Выбери любимый жанр

Ты у меня одна (СИ) - Сергеева Оксана - Страница 40


Перейти на страницу:
Изменить размер шрифта:

40

— Кому понятное? Ребенок же не виноват. Или лучше, чтобы тебя в детдом отдали?

— Лучше бы отдали.

Снова удивило полное равнодушие, прозвучавшее в ее словах.

— Кому лучше?

— Лучше! — повторила убежденно. — Там все дети на равных условиях. Там ты точно знаешь, кто ты. Тебя не попрекают куском хлеба. Знаешь, как это противно? — Не сумела сдержаться от презрительной гримасы.

— А дядя?

— А дядя у нас человек такой – он любит где-то глубоко внутри и считает, что этого достаточно. Сейчас, — подчеркнула она, — действительно мне этого достаточно. Не бойся, Царевич, я не собираюсь плакаться тебе о своем несчастном детстве, — тут же улыбнулась беззаботной улыбкой, словно отрекаясь от своих слов и отмахиваясь от Ванькиного участия. — Тебе оно не надо. Мне тоже. Да и не сможешь ты понять, что значит жить с ощущением, что ты никому в жизни не нужен. Не вижу никакого смысла говорить об этом. Все давно перегорело. Чувства, они, знаешь, притупляются под влиянием длительно действующих раздражителей. Поверь, моим чувствам было отчего притупиться. У меня не то что притупилось, все давно отмерло. Когда после окончания школы я стала жить отдельно, меня как будто на волю выпустили – закончился мой строгач.

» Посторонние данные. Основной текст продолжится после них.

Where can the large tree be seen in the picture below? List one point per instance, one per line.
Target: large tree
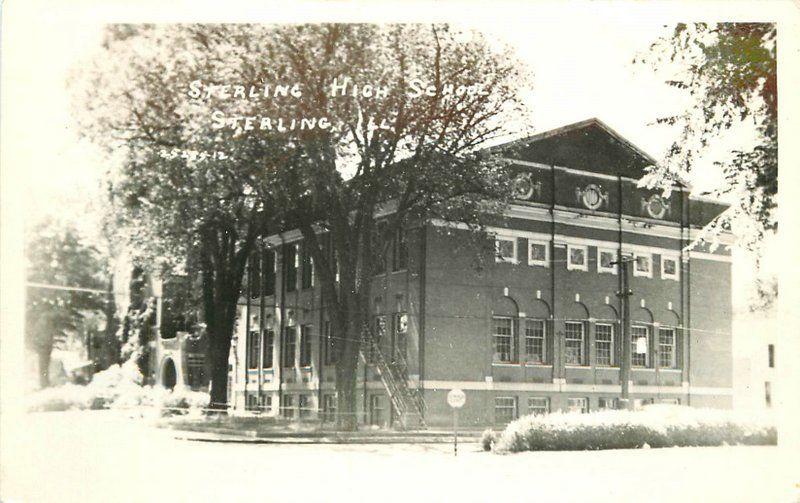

— На волю выпустили, а смеяться, плакать и говорить открыто так и не научили.

— Зато видишь, как тебе со мной весело. Может, ты всю жизнь искал такую, как я.

— Никого я не искал. Брал, что под руку попадалось. Я не в том ритме живу, чтобы что-то искать.

— Ах, ты! — как будто возмущенно ахнула Алёна.

— А ты так удачно мне попалась. Не в тот вечер так в другой, но все равно попалась бы. Ты хочешь детей?

Обычно Ваня плавно подводил к интересующей его теме, а тут спросил в лоб, сразу выбив из колеи.

— А почему ты спрашиваешь?

— Ну, вообще, логично, что я задаю тебе какие-то вопросы, чем-то интересуюсь, — чуть нажал Шаурин.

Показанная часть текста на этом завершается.